Endosymbiosis is the process of cells living together. One organism lives inside another and cells stated to become highly complex as they were filled with chloroplasts and mitochondria.
Prokaryotes
These were the first living organisms - they were unicellular and had no membrane-bound organelles such as mitochondria/nucleus.
They have none of the basic features of plant and animal cells.
They had the ability to absorb other organisms by wrapping their cell membranes around them.
Eukaryotic cells
These are the plant and animal cells that we see today. They contain specialised organelles, some of which are membrane-bound.

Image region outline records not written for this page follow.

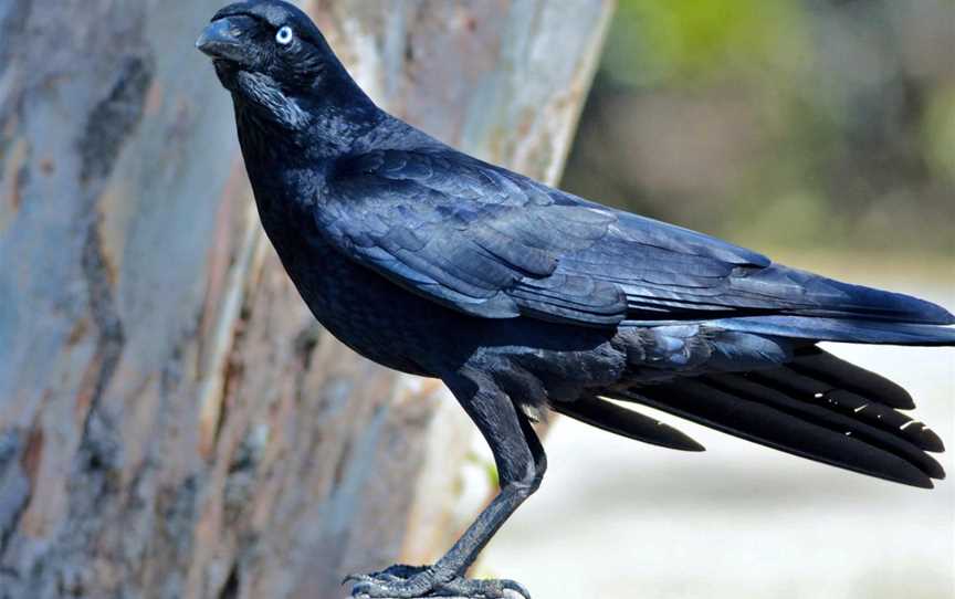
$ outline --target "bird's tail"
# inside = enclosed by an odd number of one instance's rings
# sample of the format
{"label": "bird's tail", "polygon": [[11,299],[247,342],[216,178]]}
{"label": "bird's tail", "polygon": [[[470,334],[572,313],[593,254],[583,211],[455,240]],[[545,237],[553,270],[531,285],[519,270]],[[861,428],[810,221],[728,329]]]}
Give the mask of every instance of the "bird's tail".
{"label": "bird's tail", "polygon": [[870,476],[926,488],[945,476],[925,453],[943,451],[942,441],[896,411],[914,408],[904,389],[817,347],[794,358],[766,370],[678,378],[606,395]]}
{"label": "bird's tail", "polygon": [[725,330],[812,341],[879,345],[955,346],[955,327],[819,316],[744,316],[710,320]]}

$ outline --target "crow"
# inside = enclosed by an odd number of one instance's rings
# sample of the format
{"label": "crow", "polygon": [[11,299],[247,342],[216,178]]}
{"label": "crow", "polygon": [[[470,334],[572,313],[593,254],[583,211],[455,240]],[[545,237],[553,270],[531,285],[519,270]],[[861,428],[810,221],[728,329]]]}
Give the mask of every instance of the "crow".
{"label": "crow", "polygon": [[548,410],[674,450],[650,406],[907,485],[942,479],[909,393],[819,341],[955,345],[914,297],[772,262],[491,165],[378,108],[308,17],[230,4],[197,41],[230,92],[262,225],[315,317],[358,354],[440,378],[500,493],[434,565],[349,577],[369,597],[501,597],[465,571],[537,490]]}

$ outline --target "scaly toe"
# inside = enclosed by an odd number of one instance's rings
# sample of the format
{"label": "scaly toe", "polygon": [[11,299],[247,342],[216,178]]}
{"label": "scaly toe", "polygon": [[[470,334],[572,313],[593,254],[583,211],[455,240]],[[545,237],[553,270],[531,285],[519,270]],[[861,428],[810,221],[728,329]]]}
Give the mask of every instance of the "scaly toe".
{"label": "scaly toe", "polygon": [[508,590],[514,591],[524,599],[531,599],[531,593],[523,585],[514,580],[474,580],[472,578],[454,578],[441,584],[438,590],[442,595],[452,595],[480,599],[506,599]]}

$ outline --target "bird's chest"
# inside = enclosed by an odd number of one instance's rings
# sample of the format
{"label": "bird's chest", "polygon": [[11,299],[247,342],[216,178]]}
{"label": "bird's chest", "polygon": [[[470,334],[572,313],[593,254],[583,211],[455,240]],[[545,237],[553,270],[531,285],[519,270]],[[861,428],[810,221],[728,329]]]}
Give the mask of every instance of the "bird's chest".
{"label": "bird's chest", "polygon": [[[258,196],[258,195],[256,195]],[[313,207],[259,202],[262,224],[315,317],[339,340],[379,364],[432,375],[428,339],[445,308],[406,292],[325,242]]]}

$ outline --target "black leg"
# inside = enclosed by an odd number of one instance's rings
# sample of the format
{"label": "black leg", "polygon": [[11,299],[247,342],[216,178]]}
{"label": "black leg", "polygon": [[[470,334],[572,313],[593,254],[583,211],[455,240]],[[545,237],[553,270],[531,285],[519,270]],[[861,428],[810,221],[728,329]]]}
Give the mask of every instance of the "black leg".
{"label": "black leg", "polygon": [[464,574],[501,525],[541,485],[547,467],[544,448],[527,417],[485,375],[462,371],[445,377],[444,382],[491,446],[501,491],[437,564],[427,568],[395,566],[375,575],[353,577],[357,581],[355,596],[491,598],[504,597],[504,590],[512,589],[528,597],[516,582],[471,580]]}

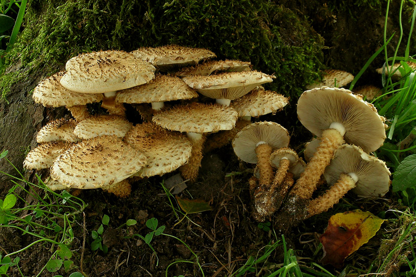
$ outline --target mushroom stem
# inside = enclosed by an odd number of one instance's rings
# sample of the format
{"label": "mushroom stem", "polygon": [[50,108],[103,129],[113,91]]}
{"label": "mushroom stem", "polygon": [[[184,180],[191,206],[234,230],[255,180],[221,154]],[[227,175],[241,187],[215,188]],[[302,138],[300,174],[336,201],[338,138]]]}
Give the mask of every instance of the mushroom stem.
{"label": "mushroom stem", "polygon": [[87,106],[85,105],[67,107],[67,108],[71,112],[71,114],[77,122],[89,117],[90,115],[88,110],[87,110]]}
{"label": "mushroom stem", "polygon": [[160,110],[164,106],[165,106],[165,103],[163,102],[151,103],[151,108],[154,110]]}
{"label": "mushroom stem", "polygon": [[231,103],[231,100],[217,99],[215,100],[215,102],[219,104],[223,105],[223,106],[228,106],[229,105],[229,104]]}
{"label": "mushroom stem", "polygon": [[259,179],[259,185],[260,186],[270,186],[273,178],[273,168],[270,163],[271,150],[271,147],[268,143],[264,142],[259,142],[256,147],[257,164],[260,172],[260,178]]}
{"label": "mushroom stem", "polygon": [[358,181],[358,177],[354,173],[341,173],[338,181],[325,194],[310,202],[306,208],[306,218],[326,211],[332,208],[349,190],[355,187]]}
{"label": "mushroom stem", "polygon": [[188,162],[179,168],[182,176],[191,182],[196,180],[202,159],[202,148],[205,136],[201,134],[189,132],[187,135],[192,143],[192,149]]}
{"label": "mushroom stem", "polygon": [[344,142],[342,136],[337,129],[324,130],[319,146],[295,184],[291,194],[297,195],[303,199],[310,198],[321,175],[334,156],[334,151]]}

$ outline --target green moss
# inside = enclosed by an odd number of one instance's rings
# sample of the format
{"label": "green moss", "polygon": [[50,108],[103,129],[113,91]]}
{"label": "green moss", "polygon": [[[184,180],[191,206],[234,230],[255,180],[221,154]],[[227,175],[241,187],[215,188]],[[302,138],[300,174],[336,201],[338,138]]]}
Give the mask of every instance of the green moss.
{"label": "green moss", "polygon": [[[266,0],[50,0],[28,7],[8,65],[52,73],[78,54],[168,44],[207,48],[220,59],[249,61],[292,96],[322,68],[323,40],[304,19]],[[1,72],[0,72],[1,73]],[[7,93],[12,83],[1,80]]]}

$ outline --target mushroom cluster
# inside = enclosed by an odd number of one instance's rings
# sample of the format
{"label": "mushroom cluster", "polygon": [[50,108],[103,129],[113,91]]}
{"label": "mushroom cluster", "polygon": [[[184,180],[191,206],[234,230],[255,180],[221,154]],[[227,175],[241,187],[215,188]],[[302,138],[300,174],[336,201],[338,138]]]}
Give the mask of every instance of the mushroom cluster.
{"label": "mushroom cluster", "polygon": [[[194,181],[207,135],[231,131],[238,118],[274,112],[288,103],[260,86],[273,76],[252,70],[248,62],[215,57],[207,49],[169,45],[71,58],[65,70],[37,86],[33,98],[45,106],[66,107],[73,118],[43,127],[24,167],[49,170],[45,183],[54,190],[101,188],[119,197],[130,194],[131,177],[179,169],[184,178]],[[258,101],[242,112],[230,104],[253,90],[265,104],[267,99],[279,103],[262,106]],[[216,102],[200,101],[200,94]],[[255,96],[260,95],[265,96]],[[251,102],[240,101],[236,107]],[[88,111],[94,103],[104,108],[99,114]],[[128,118],[129,105],[141,120]],[[250,119],[245,121],[244,126]]]}

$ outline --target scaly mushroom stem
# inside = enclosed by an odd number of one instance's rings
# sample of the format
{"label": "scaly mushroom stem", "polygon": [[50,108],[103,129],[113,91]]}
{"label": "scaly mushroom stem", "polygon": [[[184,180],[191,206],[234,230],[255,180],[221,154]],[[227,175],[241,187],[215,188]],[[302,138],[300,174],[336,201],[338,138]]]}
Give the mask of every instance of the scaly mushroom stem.
{"label": "scaly mushroom stem", "polygon": [[192,150],[188,162],[181,166],[179,170],[182,176],[191,182],[196,180],[201,161],[202,159],[202,148],[205,141],[205,136],[200,134],[187,133],[187,135],[192,142]]}
{"label": "scaly mushroom stem", "polygon": [[290,165],[290,161],[288,159],[284,158],[280,160],[279,162],[279,168],[276,172],[276,174],[274,174],[274,178],[271,183],[271,189],[274,189],[275,188],[280,185],[287,173]]}
{"label": "scaly mushroom stem", "polygon": [[126,108],[123,103],[115,101],[115,92],[112,91],[104,94],[101,106],[106,109],[110,114],[119,115],[125,117]]}
{"label": "scaly mushroom stem", "polygon": [[87,118],[91,115],[87,110],[87,106],[85,105],[79,105],[67,107],[72,114],[73,117],[75,118],[77,122],[82,121],[85,118]]}
{"label": "scaly mushroom stem", "polygon": [[343,134],[336,129],[328,129],[322,132],[319,146],[295,184],[291,194],[303,199],[311,198],[321,175],[334,156],[334,151],[345,142],[343,136]]}
{"label": "scaly mushroom stem", "polygon": [[355,187],[358,181],[357,175],[353,173],[341,173],[338,181],[331,186],[325,194],[310,202],[306,208],[307,214],[306,218],[326,211],[332,208],[349,190]]}
{"label": "scaly mushroom stem", "polygon": [[268,143],[262,142],[259,142],[256,147],[257,164],[260,172],[259,185],[269,187],[273,178],[273,168],[270,163],[270,155],[272,149]]}

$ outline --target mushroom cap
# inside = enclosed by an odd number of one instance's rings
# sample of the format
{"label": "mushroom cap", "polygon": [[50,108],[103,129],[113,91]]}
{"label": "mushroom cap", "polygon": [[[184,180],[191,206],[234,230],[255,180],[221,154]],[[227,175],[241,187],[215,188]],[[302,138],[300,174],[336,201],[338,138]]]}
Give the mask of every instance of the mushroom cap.
{"label": "mushroom cap", "polygon": [[343,138],[369,152],[382,145],[386,138],[385,119],[362,96],[342,88],[321,88],[303,92],[298,101],[298,117],[317,137],[338,122],[345,129]]}
{"label": "mushroom cap", "polygon": [[59,82],[65,74],[64,71],[58,72],[39,83],[32,95],[35,102],[45,106],[72,107],[103,100],[102,94],[79,93],[62,86]]}
{"label": "mushroom cap", "polygon": [[202,134],[231,130],[237,117],[230,107],[194,102],[157,112],[152,121],[170,130]]}
{"label": "mushroom cap", "polygon": [[23,167],[37,170],[49,168],[55,159],[72,145],[67,141],[51,141],[38,144],[26,155]]}
{"label": "mushroom cap", "polygon": [[163,71],[195,65],[201,61],[217,57],[208,49],[176,45],[142,47],[130,53]]}
{"label": "mushroom cap", "polygon": [[350,73],[339,69],[324,70],[322,81],[306,86],[306,89],[312,89],[321,87],[330,88],[341,87],[349,84],[354,80],[354,76]]}
{"label": "mushroom cap", "polygon": [[255,122],[238,132],[232,140],[232,147],[238,158],[247,163],[257,164],[256,148],[259,142],[266,142],[274,151],[287,147],[289,138],[287,130],[278,123]]}
{"label": "mushroom cap", "polygon": [[61,79],[66,88],[82,93],[105,93],[145,84],[154,67],[120,50],[92,52],[70,59]]}
{"label": "mushroom cap", "polygon": [[53,120],[39,130],[36,136],[38,143],[63,140],[70,142],[78,142],[81,140],[74,134],[76,121],[65,118]]}
{"label": "mushroom cap", "polygon": [[74,134],[79,138],[88,139],[108,135],[123,138],[133,124],[117,115],[94,115],[84,119],[75,127]]}
{"label": "mushroom cap", "polygon": [[102,136],[71,147],[55,161],[52,178],[71,188],[92,189],[118,183],[142,169],[146,157],[115,136]]}
{"label": "mushroom cap", "polygon": [[306,164],[298,156],[298,154],[293,150],[288,148],[283,147],[273,151],[270,155],[270,162],[276,168],[279,167],[280,160],[286,158],[289,160],[290,165],[288,171],[293,174],[293,177],[295,179],[299,178],[301,173],[303,172],[306,167]]}
{"label": "mushroom cap", "polygon": [[143,153],[147,164],[135,174],[150,177],[171,172],[188,162],[192,144],[179,133],[167,130],[152,123],[137,124],[124,141]]}
{"label": "mushroom cap", "polygon": [[259,116],[275,112],[284,107],[289,99],[270,90],[257,88],[233,101],[230,106],[238,113],[238,116]]}
{"label": "mushroom cap", "polygon": [[182,79],[203,95],[215,99],[232,100],[256,87],[273,80],[274,76],[261,72],[227,72],[209,76],[189,76]]}
{"label": "mushroom cap", "polygon": [[390,173],[384,162],[355,145],[341,145],[325,169],[324,176],[332,185],[341,173],[357,174],[358,181],[352,191],[357,195],[383,196],[388,191]]}
{"label": "mushroom cap", "polygon": [[225,61],[208,61],[194,67],[183,69],[175,73],[178,77],[185,77],[192,75],[208,76],[214,71],[237,71],[250,70],[250,62],[242,62],[236,60]]}
{"label": "mushroom cap", "polygon": [[151,103],[196,97],[196,92],[180,78],[158,74],[147,84],[118,91],[115,101],[121,103]]}

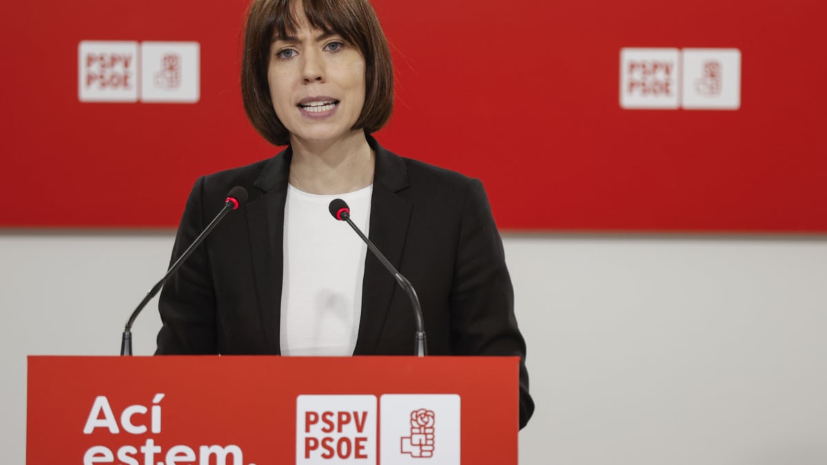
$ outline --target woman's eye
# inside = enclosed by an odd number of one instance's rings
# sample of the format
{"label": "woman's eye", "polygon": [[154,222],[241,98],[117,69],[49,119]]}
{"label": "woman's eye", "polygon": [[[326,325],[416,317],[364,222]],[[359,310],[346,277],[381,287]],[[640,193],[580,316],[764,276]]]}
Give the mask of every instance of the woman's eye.
{"label": "woman's eye", "polygon": [[296,55],[296,50],[293,49],[284,49],[279,50],[275,53],[275,56],[281,60],[287,60],[288,58],[293,58]]}
{"label": "woman's eye", "polygon": [[329,44],[324,46],[324,48],[329,51],[339,51],[344,47],[345,44],[342,42],[330,42]]}

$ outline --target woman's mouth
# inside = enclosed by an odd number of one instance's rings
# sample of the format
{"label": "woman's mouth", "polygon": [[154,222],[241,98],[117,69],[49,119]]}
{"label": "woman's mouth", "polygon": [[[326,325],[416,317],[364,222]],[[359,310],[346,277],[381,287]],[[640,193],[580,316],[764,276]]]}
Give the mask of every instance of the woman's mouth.
{"label": "woman's mouth", "polygon": [[318,100],[299,103],[299,108],[309,113],[323,113],[329,112],[339,104],[338,100]]}

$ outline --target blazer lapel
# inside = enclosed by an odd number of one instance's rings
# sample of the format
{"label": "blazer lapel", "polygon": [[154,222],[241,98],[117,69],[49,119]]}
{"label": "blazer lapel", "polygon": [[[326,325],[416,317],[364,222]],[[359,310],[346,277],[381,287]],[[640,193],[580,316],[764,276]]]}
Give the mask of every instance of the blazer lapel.
{"label": "blazer lapel", "polygon": [[[399,270],[413,209],[398,194],[409,185],[408,173],[401,158],[383,149],[370,136],[368,143],[376,154],[368,237]],[[375,353],[394,294],[403,292],[370,251],[365,259],[362,282],[361,316],[354,355]]]}
{"label": "blazer lapel", "polygon": [[246,207],[256,293],[270,353],[281,353],[281,285],[284,202],[292,152],[285,149],[265,165],[253,186],[263,194]]}

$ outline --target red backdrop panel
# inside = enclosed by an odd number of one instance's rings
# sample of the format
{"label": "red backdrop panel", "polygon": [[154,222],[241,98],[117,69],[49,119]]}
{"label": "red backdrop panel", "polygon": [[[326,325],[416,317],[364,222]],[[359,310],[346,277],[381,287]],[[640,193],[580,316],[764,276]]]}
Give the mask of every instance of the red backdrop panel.
{"label": "red backdrop panel", "polygon": [[[0,226],[171,227],[198,175],[276,153],[241,103],[246,3],[7,5]],[[827,232],[823,2],[374,5],[397,79],[377,137],[480,178],[501,228]],[[199,102],[79,102],[81,41],[199,42]],[[621,109],[623,47],[739,49],[740,109]]]}

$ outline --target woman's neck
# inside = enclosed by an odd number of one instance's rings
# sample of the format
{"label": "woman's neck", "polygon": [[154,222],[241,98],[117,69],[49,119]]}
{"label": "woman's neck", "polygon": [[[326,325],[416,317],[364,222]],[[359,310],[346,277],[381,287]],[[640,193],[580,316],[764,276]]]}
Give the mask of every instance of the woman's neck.
{"label": "woman's neck", "polygon": [[290,146],[290,185],[299,190],[346,194],[373,183],[374,153],[361,131],[332,143],[291,137]]}

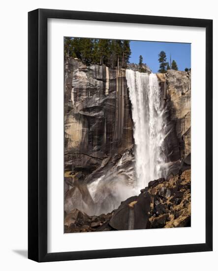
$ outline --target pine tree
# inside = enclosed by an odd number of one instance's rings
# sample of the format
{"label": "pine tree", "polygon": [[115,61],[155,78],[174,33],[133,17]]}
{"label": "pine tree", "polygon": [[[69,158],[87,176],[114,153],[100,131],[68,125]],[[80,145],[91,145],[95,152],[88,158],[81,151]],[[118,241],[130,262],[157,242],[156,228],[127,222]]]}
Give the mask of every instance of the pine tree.
{"label": "pine tree", "polygon": [[122,67],[126,68],[131,55],[129,40],[124,40],[122,42]]}
{"label": "pine tree", "polygon": [[163,51],[161,51],[158,55],[158,61],[160,63],[160,68],[158,70],[158,72],[161,73],[165,73],[166,72],[166,67],[167,65],[166,61],[166,53]]}
{"label": "pine tree", "polygon": [[83,38],[80,45],[82,61],[87,65],[91,64],[93,46],[93,40],[91,38]]}
{"label": "pine tree", "polygon": [[100,39],[98,41],[99,64],[108,65],[110,55],[110,40]]}
{"label": "pine tree", "polygon": [[175,69],[175,70],[178,70],[177,64],[175,60],[173,60],[172,62],[172,69]]}

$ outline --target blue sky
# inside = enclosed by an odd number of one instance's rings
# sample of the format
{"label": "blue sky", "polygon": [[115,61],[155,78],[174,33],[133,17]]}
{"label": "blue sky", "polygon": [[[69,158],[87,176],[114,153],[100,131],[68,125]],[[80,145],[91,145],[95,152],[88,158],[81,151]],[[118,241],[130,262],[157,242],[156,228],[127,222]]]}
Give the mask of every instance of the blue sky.
{"label": "blue sky", "polygon": [[129,62],[138,63],[139,56],[141,55],[143,58],[143,62],[148,65],[153,72],[157,72],[159,69],[158,55],[161,51],[166,53],[167,61],[169,63],[171,54],[172,61],[176,61],[179,70],[191,68],[190,43],[131,40],[130,49],[131,54]]}

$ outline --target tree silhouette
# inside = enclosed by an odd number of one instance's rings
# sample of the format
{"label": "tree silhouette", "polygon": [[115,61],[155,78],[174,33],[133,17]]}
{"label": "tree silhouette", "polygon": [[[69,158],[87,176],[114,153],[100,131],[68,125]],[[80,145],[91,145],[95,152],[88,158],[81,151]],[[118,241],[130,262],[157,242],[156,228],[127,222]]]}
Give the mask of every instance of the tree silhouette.
{"label": "tree silhouette", "polygon": [[178,66],[175,60],[173,60],[172,62],[172,69],[175,69],[175,70],[178,70]]}
{"label": "tree silhouette", "polygon": [[160,63],[158,72],[161,73],[165,73],[166,72],[166,67],[167,65],[165,52],[164,51],[161,51],[159,54],[158,57],[159,58],[158,60]]}

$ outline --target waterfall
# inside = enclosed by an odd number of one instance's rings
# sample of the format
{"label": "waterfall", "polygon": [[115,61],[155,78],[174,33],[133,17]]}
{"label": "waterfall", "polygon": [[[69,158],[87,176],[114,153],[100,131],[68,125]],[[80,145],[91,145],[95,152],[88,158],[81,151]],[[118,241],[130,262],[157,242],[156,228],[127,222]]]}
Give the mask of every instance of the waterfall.
{"label": "waterfall", "polygon": [[163,94],[155,74],[127,69],[126,76],[134,122],[136,186],[142,189],[166,175]]}

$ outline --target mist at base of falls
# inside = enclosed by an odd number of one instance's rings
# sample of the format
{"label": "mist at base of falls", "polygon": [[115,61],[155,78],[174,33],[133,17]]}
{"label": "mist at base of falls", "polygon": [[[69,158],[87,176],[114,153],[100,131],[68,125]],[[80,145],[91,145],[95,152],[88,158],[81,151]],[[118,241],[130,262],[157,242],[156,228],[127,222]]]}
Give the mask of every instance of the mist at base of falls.
{"label": "mist at base of falls", "polygon": [[87,183],[88,200],[84,201],[79,189],[75,189],[70,206],[89,215],[111,212],[122,201],[138,195],[149,181],[166,177],[166,120],[158,78],[155,74],[130,69],[126,70],[126,78],[134,123],[134,157],[123,154],[111,168]]}

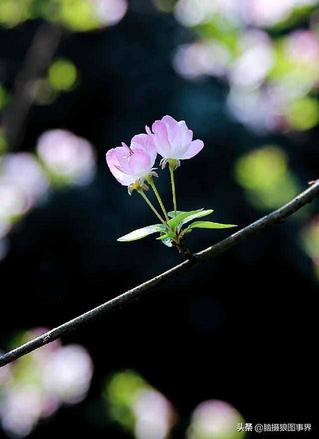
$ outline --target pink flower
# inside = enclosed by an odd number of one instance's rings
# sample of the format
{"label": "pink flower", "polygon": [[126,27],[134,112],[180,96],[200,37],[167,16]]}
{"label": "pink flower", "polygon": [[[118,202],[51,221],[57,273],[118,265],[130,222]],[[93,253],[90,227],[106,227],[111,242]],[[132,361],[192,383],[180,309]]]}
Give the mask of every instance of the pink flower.
{"label": "pink flower", "polygon": [[204,147],[202,141],[193,140],[193,132],[188,129],[184,121],[177,122],[169,116],[154,122],[152,127],[154,134],[148,127],[145,128],[149,136],[154,139],[158,152],[163,157],[163,167],[168,160],[175,160],[177,167],[180,160],[191,158]]}
{"label": "pink flower", "polygon": [[106,161],[116,179],[129,187],[136,182],[142,185],[150,175],[158,176],[153,166],[157,155],[153,139],[147,134],[135,136],[128,146],[113,148],[106,153]]}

For example mitochondria are an organelle with their own DNA. They reproduce themselves through binary fission.
Evidence for Symbiotic theory
Cells aren’t able to contain some of the structures within them e.g. mitochondria - they must have absorbed them.
Chloroplasts and mitochondria have their own DNA which is strikingly similar to that of bacteria. Ribosomes also have the same structure to that of ancient bacteria.
Two layers of membrane for these organelles suggest that the outer membrane used to belong to the cell that engulfed them.
Binary Fission
This is different to sexual reproduction as it only requires one bacterium to divide and reproduce.
DNA replicates itself then the cell splits in two, both of which containing identical DNA.
Consequences of endosymbiosis
Endosymbiosis can account for the origins of the vast variety of eukaryotic organisms.
Absorbing process allowed organisms to combine powerful abilities and become better adapted for life on earth. This resulted in the plants and animals we see on earth today.
Life as we see it now is the result more of cooperation than competition.